Представляешь, Надюша, выхожу в фойе, а дама спрашивает меня, не я ли муж Надежды Николаевны?
– Пойди покури, мы поболтаем с Валей, давно не виделись.
Вольтраут села в свободное кресло и засыпала Надю вопросами. Она очень изменилась. Изящная и ухоженная, в темном, дорогом платье, она выглядела элегантной и моложавой. Небольшая нитка натурального жемчуга придавала ее туалету нарядную законченность. Совсем немного косметики и короткая стрижка очень шли ей и молодили.
«Сколько же ей теперь?

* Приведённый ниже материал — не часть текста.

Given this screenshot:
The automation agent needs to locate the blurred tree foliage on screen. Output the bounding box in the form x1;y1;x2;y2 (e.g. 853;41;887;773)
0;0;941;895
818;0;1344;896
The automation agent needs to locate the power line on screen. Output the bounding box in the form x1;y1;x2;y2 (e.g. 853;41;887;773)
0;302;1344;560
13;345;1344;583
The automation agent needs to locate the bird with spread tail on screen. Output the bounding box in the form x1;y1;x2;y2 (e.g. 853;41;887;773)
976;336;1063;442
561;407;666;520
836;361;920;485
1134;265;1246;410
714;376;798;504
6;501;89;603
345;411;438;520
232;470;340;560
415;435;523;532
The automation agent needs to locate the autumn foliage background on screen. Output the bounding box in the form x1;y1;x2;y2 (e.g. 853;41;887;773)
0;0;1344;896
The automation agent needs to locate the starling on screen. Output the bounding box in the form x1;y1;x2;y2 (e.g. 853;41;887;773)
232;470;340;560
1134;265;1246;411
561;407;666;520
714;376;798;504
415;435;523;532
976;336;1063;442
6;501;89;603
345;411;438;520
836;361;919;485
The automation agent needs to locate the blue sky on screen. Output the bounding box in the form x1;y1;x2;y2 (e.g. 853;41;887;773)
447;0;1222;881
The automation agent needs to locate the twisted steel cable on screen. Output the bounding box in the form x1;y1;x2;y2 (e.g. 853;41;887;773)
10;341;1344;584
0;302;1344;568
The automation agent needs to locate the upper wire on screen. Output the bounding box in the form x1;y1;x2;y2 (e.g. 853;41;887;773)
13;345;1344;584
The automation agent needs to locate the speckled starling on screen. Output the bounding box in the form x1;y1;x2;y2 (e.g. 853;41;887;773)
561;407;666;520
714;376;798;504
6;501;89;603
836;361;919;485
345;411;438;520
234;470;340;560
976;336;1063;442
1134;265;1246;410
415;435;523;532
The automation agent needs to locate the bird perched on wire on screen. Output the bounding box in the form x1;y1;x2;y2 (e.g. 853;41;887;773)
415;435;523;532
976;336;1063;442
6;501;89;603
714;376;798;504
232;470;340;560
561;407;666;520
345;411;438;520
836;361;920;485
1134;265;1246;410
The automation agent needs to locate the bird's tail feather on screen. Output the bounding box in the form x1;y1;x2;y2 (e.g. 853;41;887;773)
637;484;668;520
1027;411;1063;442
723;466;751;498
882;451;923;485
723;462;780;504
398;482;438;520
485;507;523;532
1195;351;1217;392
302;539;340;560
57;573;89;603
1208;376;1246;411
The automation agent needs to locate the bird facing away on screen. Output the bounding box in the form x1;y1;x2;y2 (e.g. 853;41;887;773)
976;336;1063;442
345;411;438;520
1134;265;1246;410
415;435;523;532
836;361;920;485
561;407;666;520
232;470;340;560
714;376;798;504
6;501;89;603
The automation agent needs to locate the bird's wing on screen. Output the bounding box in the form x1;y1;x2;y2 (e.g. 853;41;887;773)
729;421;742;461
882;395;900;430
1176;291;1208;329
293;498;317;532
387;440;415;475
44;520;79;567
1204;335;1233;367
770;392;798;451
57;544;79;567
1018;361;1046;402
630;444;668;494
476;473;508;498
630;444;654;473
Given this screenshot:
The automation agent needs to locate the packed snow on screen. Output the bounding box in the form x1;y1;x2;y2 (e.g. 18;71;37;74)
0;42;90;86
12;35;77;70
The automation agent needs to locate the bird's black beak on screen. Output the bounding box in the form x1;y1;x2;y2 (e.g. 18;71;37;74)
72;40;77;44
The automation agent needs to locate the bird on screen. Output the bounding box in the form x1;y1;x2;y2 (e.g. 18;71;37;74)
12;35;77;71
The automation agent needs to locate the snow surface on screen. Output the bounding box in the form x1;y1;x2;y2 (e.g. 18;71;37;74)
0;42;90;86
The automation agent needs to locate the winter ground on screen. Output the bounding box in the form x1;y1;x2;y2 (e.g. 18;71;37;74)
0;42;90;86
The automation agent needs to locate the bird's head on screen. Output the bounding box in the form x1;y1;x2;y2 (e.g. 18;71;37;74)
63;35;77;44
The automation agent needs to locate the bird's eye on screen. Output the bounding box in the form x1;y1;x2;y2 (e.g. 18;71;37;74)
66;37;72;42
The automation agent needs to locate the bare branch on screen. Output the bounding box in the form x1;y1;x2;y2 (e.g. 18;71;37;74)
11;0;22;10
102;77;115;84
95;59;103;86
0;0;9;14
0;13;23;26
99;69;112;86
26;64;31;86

Около сорока!»
– Тебя, Валя, не узнаешь!
– Вы тоже прелестно выглядите, Надя, хотя всегда были красивы, даже в платье цвета «поросячьего визга». Помните?
Вспомнив розовое платье, обе рассмеялись весело и искренне, после чего натянутость и недоверие Нади исчезли совсем,
«Не выдаст!» – решила она. – Где ты теперь? Как освободилась, ведь у тебя был такой срок, страшно сказать!

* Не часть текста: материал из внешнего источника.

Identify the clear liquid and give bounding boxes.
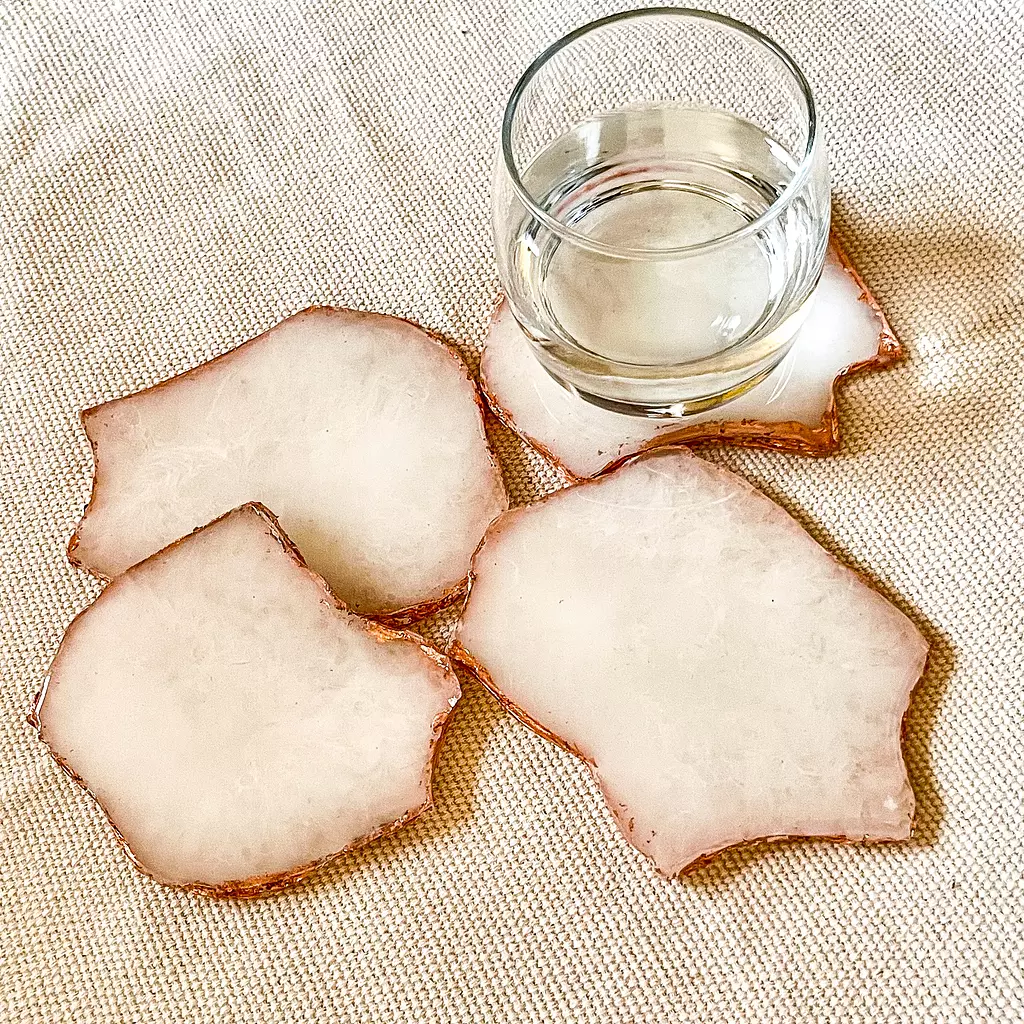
[510,105,823,388]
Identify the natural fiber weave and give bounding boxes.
[0,0,1024,1024]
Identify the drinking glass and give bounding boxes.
[493,7,829,417]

– Спасибо канцлеру Аденауэру, если б не он! – улыбнулась Валя. – Работаю в западногерманской фирме. Иногда бываю в Москве. Она достала из сумочки визитную карточку и протянула Наде. – Я живу в Метрополе, позвоните мне завтра или лучше давайте встретимся.
– Когда? – спросила Надя.
– Я улетаю в воскресенье в Киев. Давайте послезавтра, скажем, в два?

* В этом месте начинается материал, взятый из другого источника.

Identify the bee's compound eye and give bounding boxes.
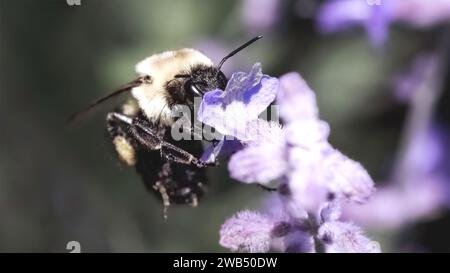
[191,84,203,96]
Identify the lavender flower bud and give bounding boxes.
[317,221,381,253]
[220,211,274,253]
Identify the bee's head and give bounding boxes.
[175,35,262,102]
[175,65,228,98]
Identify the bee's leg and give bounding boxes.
[106,111,136,166]
[108,112,211,168]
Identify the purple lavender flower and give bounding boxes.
[220,211,275,253]
[344,127,449,230]
[198,64,278,161]
[199,65,379,252]
[223,73,374,208]
[317,0,450,46]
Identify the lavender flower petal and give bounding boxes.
[283,231,316,253]
[317,221,381,253]
[198,64,278,140]
[322,150,375,203]
[320,201,341,223]
[228,120,287,184]
[220,211,274,253]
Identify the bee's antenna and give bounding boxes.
[217,35,263,70]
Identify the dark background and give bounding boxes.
[0,0,450,252]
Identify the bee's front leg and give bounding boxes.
[108,112,214,168]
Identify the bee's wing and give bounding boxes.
[67,76,150,125]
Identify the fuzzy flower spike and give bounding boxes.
[199,64,380,252]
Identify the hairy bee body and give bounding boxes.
[107,49,227,207]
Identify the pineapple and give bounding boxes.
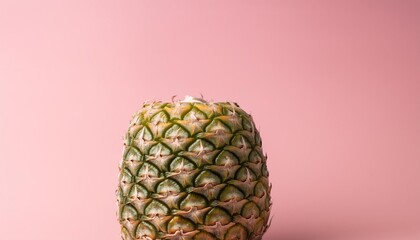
[117,96,272,240]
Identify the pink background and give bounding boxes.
[0,0,420,240]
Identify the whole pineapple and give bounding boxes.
[117,97,271,240]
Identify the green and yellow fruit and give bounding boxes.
[117,97,271,240]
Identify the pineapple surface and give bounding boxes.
[117,98,271,240]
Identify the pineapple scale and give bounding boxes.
[116,97,272,240]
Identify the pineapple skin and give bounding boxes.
[116,100,272,240]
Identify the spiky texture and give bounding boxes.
[117,96,271,240]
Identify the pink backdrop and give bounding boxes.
[0,0,420,240]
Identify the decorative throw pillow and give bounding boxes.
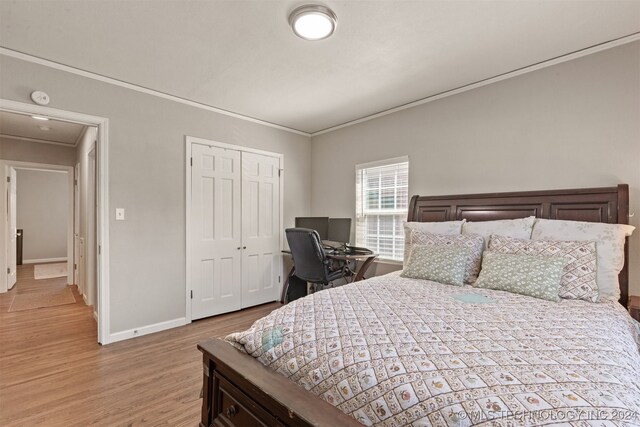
[402,220,464,265]
[531,219,635,301]
[411,230,484,284]
[462,216,536,248]
[475,251,567,301]
[400,245,470,286]
[489,234,598,302]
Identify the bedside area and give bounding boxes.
[629,295,640,322]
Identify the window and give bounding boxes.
[356,156,409,261]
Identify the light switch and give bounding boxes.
[116,208,124,221]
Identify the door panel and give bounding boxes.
[7,168,18,289]
[242,152,282,307]
[190,144,242,319]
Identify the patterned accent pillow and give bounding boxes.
[489,234,598,302]
[462,216,536,248]
[475,251,567,302]
[411,230,484,285]
[400,245,471,286]
[531,219,635,301]
[402,220,465,265]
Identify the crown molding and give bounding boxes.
[0,46,311,137]
[0,32,640,137]
[0,131,78,148]
[311,32,640,138]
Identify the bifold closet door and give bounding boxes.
[242,152,282,307]
[190,144,242,319]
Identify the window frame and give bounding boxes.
[355,156,411,263]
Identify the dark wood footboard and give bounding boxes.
[198,339,362,427]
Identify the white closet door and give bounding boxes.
[7,168,18,289]
[242,152,282,307]
[191,144,242,319]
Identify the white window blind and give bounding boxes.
[356,157,409,261]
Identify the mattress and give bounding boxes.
[226,273,640,427]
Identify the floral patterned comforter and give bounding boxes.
[226,273,640,427]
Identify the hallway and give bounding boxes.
[0,265,280,426]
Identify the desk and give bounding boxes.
[280,246,378,304]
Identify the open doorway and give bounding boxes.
[0,100,110,344]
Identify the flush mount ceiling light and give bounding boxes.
[289,4,337,40]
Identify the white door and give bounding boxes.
[84,147,97,311]
[242,152,282,308]
[190,144,242,319]
[7,167,18,289]
[73,163,84,295]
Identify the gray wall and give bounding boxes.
[0,56,311,333]
[0,136,76,166]
[16,169,69,261]
[311,42,640,294]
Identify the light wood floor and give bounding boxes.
[0,265,280,426]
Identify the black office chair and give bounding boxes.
[285,228,353,294]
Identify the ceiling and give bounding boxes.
[0,111,85,147]
[0,0,640,133]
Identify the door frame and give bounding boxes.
[185,135,284,324]
[0,99,111,344]
[0,159,74,286]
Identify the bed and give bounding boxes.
[198,185,640,427]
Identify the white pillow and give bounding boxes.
[402,219,465,265]
[531,219,635,301]
[462,216,536,249]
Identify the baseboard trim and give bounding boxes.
[22,257,67,264]
[105,317,187,344]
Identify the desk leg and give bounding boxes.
[280,266,296,304]
[353,256,376,282]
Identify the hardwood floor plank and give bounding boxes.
[0,265,280,427]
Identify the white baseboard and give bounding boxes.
[109,317,187,343]
[22,257,67,264]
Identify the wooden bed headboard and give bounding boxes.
[407,184,629,307]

– Не могу, у меня занятия, только после четырех.
– Прекрасно! – согласилась Вольтраут. – В пять жду внизу, в вестибюле.
Прозвенел звонок, антракт закончился, и Вольтраут пошла в свою ложу. Прежде чем спрятать в сумку ее визитную карточку, Надя с любопытством прочитала: «Мадам Джонатан Брюстер…эксперт … Мюнхен».
– Кто эта дама? – спросил Володя, усаживаясь в свое кресло. – Я думал, она иностранка!
– Нет, какая иностранка! – слишком горячо поспешила разуверить его Надя. – Валя русская, она переводчица у иностранцев в УПДК.
К счастью, занавес поднялся, и звуки оркестра помешали дальнейшим расспросам, но она знала, они могут возникнуть, и мысленно приготовилась. «Валя – Ритина приятельница. Часто встречались раньше у Риты. Как-то были вместе на новогоднем празднике». Но Володя или забыл, или не захотел интересоваться Валей и больше о ней не спрашивал. Вообще, он был доверчив и обманывать его было так же совестно, как ребенка, да и не было нужды.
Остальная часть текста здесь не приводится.